Over this past weekend, post tropical storm Lee slowly moved over the Maritime provinces in eastern Canada. Prince Edward Island wasn’t greatly affected by this storm. Other parts of the Maritimes were more seriously affected with trees down and power outages for thousands. In our area, during the storm on Saturday afternoon, the sun broke through on occasion. We did have high winds gusting to 70 kph and torrential rain occasionally but the power stayed on in our area.
As we waited out the storm, I was thinking about a woman we met in Morocco ten years ago when we did a tour there. She was a Berber woman, of the indigenous people of North Africa. Her name was Lala and she invited tours groups into her home for a tea ceremony.
Lala ready for the tea ceremony
Lala’s home was in the Ourika Valley at the base of the Atlas Mountains, near the center of the recent earthquake. I have been thinking of the Berber people since the earthquake, having seen photos of the area.
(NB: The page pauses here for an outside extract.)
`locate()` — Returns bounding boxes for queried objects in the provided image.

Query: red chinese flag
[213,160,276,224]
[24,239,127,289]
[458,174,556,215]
The home was made of mud and straw and was hundreds of years old.
Kitchen in Lala’s home
Chances are it wouldn’t survive a strong earthquake. I hope Lala and her family did. Her children were married and lived in the area too and her husband was a farmer. By hosting the tea parties, Lala worked to support the family as well. They were hardworking people with rich traditions and culture.
In addition, the tragedy in Libya, where a dam broke and killed thousands of innocent people, has been on my mind too. I saw an interview with a man from the area who was crying because the authorities had been warned about the instability of the dam. It was a needless tragedy.
Meanwhile, here in eastern Canada, we clean up from the weather event. While some of us will struggle, we have it easier than the Moroccans and Libyans. We have more resources of all kinds available to us compared to much of the world.
We can’t do much to help but we will support the Red Cross/Red Crescent in their efforts in Morocco and Libya for the Lalas and their families.